Carolina levantou os braços e o abraçou pela cintura, esfregando o rosto molhado de lágrimas contra o peito dele, quente e firme. As lágrimas encharcaram sua roupa, mas ela o apertou cada vez mais forte.
— Obrigada, Rick... — Disse Carolina, com a voz embargada pelo choro. — Desde pequena... Nem meus pais me amaram desse jeito.
Henrique abaixou a cabeça e beijou o alto dos cabelos dela. Sua voz, rouca e profunda, soou especialmente suave.
— Então me deixa amar você assim, da juventude até a velhice, está bem?
Carolina assentiu... E, logo em seguida, balançou a cabeça.
Henrique soltou um suspiro baixo.
— Não precisa ficar nessa dúvida agora. Vai para o quarto, toma banho e se arruma. Vou aproveitar que a comida ainda está quente para colocar etiquetas nas marmitas com o nome dos ingredientes e depois guardar tudo no congelador.
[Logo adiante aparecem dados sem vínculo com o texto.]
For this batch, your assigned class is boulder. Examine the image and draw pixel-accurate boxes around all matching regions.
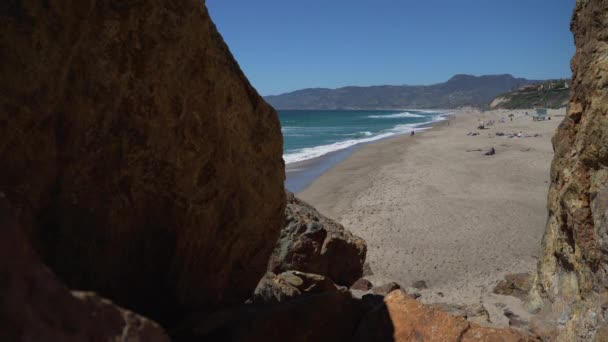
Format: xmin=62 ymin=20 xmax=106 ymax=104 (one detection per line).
xmin=178 ymin=291 xmax=363 ymax=342
xmin=428 ymin=304 xmax=490 ymax=323
xmin=354 ymin=290 xmax=540 ymax=342
xmin=253 ymin=271 xmax=338 ymax=304
xmin=268 ymin=192 xmax=367 ymax=286
xmin=529 ymin=0 xmax=608 ymax=341
xmin=350 ymin=278 xmax=374 ymax=291
xmin=412 ymin=280 xmax=429 ymax=290
xmin=0 ymin=0 xmax=284 ymax=323
xmin=372 ymin=282 xmax=401 ymax=296
xmin=0 ymin=193 xmax=169 ymax=342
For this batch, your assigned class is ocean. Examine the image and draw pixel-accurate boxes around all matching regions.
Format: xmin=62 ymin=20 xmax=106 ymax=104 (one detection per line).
xmin=279 ymin=110 xmax=449 ymax=192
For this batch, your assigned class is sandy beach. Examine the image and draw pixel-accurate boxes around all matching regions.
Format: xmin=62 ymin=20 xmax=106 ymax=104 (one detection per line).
xmin=298 ymin=110 xmax=564 ymax=326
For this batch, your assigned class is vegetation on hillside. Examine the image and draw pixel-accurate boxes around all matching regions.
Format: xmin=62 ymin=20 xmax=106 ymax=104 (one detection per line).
xmin=490 ymin=79 xmax=570 ymax=109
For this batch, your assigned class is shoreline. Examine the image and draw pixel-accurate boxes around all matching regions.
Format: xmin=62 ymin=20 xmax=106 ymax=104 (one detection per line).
xmin=285 ymin=113 xmax=454 ymax=194
xmin=297 ymin=110 xmax=563 ymax=326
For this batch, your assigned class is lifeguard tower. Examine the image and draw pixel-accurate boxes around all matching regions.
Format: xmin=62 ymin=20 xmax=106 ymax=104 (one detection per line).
xmin=532 ymin=108 xmax=548 ymax=121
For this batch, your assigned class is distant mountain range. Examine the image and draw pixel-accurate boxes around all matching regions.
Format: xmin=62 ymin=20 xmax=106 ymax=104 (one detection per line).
xmin=490 ymin=79 xmax=570 ymax=109
xmin=264 ymin=74 xmax=541 ymax=109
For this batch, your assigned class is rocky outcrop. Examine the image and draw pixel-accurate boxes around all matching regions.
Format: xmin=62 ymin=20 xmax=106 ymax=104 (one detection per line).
xmin=354 ymin=290 xmax=539 ymax=342
xmin=177 ymin=291 xmax=363 ymax=342
xmin=0 ymin=193 xmax=169 ymax=342
xmin=531 ymin=0 xmax=608 ymax=341
xmin=253 ymin=271 xmax=338 ymax=304
xmin=0 ymin=0 xmax=284 ymax=321
xmin=268 ymin=192 xmax=367 ymax=286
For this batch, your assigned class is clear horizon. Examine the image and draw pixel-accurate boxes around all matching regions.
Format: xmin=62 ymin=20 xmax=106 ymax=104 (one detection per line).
xmin=206 ymin=0 xmax=575 ymax=96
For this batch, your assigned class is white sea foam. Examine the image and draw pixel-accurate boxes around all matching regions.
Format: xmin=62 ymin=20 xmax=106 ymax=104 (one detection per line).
xmin=368 ymin=112 xmax=424 ymax=119
xmin=283 ymin=111 xmax=449 ymax=164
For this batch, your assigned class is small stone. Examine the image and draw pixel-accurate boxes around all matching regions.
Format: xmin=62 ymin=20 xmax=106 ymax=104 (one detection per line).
xmin=372 ymin=282 xmax=401 ymax=296
xmin=350 ymin=278 xmax=374 ymax=291
xmin=412 ymin=280 xmax=429 ymax=290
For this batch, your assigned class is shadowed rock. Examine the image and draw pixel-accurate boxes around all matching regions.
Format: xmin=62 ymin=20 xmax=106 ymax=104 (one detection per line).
xmin=176 ymin=291 xmax=363 ymax=342
xmin=268 ymin=192 xmax=367 ymax=286
xmin=372 ymin=282 xmax=401 ymax=296
xmin=0 ymin=0 xmax=285 ymax=322
xmin=350 ymin=278 xmax=374 ymax=291
xmin=492 ymin=273 xmax=534 ymax=300
xmin=530 ymin=0 xmax=608 ymax=341
xmin=253 ymin=271 xmax=338 ymax=304
xmin=0 ymin=193 xmax=169 ymax=342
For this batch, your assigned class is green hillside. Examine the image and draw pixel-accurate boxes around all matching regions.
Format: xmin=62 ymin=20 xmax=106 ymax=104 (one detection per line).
xmin=489 ymin=79 xmax=570 ymax=109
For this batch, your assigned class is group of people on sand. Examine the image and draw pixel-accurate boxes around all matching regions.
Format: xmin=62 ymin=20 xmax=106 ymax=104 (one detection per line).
xmin=477 ymin=120 xmax=496 ymax=129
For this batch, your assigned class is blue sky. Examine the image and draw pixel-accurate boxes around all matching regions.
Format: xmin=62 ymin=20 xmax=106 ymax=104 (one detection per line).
xmin=206 ymin=0 xmax=575 ymax=95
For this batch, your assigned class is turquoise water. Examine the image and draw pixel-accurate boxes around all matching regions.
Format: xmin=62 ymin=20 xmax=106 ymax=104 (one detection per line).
xmin=279 ymin=110 xmax=446 ymax=164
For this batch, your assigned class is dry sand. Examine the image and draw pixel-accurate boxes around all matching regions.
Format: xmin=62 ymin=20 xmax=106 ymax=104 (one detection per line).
xmin=298 ymin=110 xmax=564 ymax=326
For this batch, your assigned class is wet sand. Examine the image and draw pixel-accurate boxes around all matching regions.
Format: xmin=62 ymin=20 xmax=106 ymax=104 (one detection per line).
xmin=298 ymin=110 xmax=564 ymax=326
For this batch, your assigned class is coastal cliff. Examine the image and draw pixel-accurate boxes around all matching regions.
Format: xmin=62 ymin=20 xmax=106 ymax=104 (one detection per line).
xmin=0 ymin=0 xmax=285 ymax=324
xmin=0 ymin=0 xmax=588 ymax=341
xmin=530 ymin=0 xmax=608 ymax=341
Assim, vai ficar mais fácil para você escolher.
Henrique a conduziu para fora da cozinha.
Carolina deu alguns passos em direção ao quarto, mas parou de repente e virou a cabeça para olhar para a cozinha mais uma vez.
Seus olhos estavam vermelhos e úmidos, tomados por uma tristeza sem fim.
Cinco anos antes, quando o deixou, pelo menos ainda tinha algo em que se agarrar. Ainda carregava a determinação de limpar o nome do pai, e foi isso que a fez seguir em frente.
Agora, nem esse último fiapo de fé lhe restava.
Só havia desespero.
Se o deixasse, ela nem sabia em que poderia se apoiar para continuar vivendo.
Naquela noite, na cama, foi ela quem tomou a iniciativa.
Sem reservas, sem hesitar, fez de tudo para agradar Henrique.
Depois, Henrique a abraçou com força para dormir e murmurou junto ao ouvido dela:
— Você está diferente esta noite.
Carolina não disse nada.
Permaneceu enroscada nele, pele contra pele, e adormeceu em seus braços, saboreando aquele calor, aquele abrigo passageiro.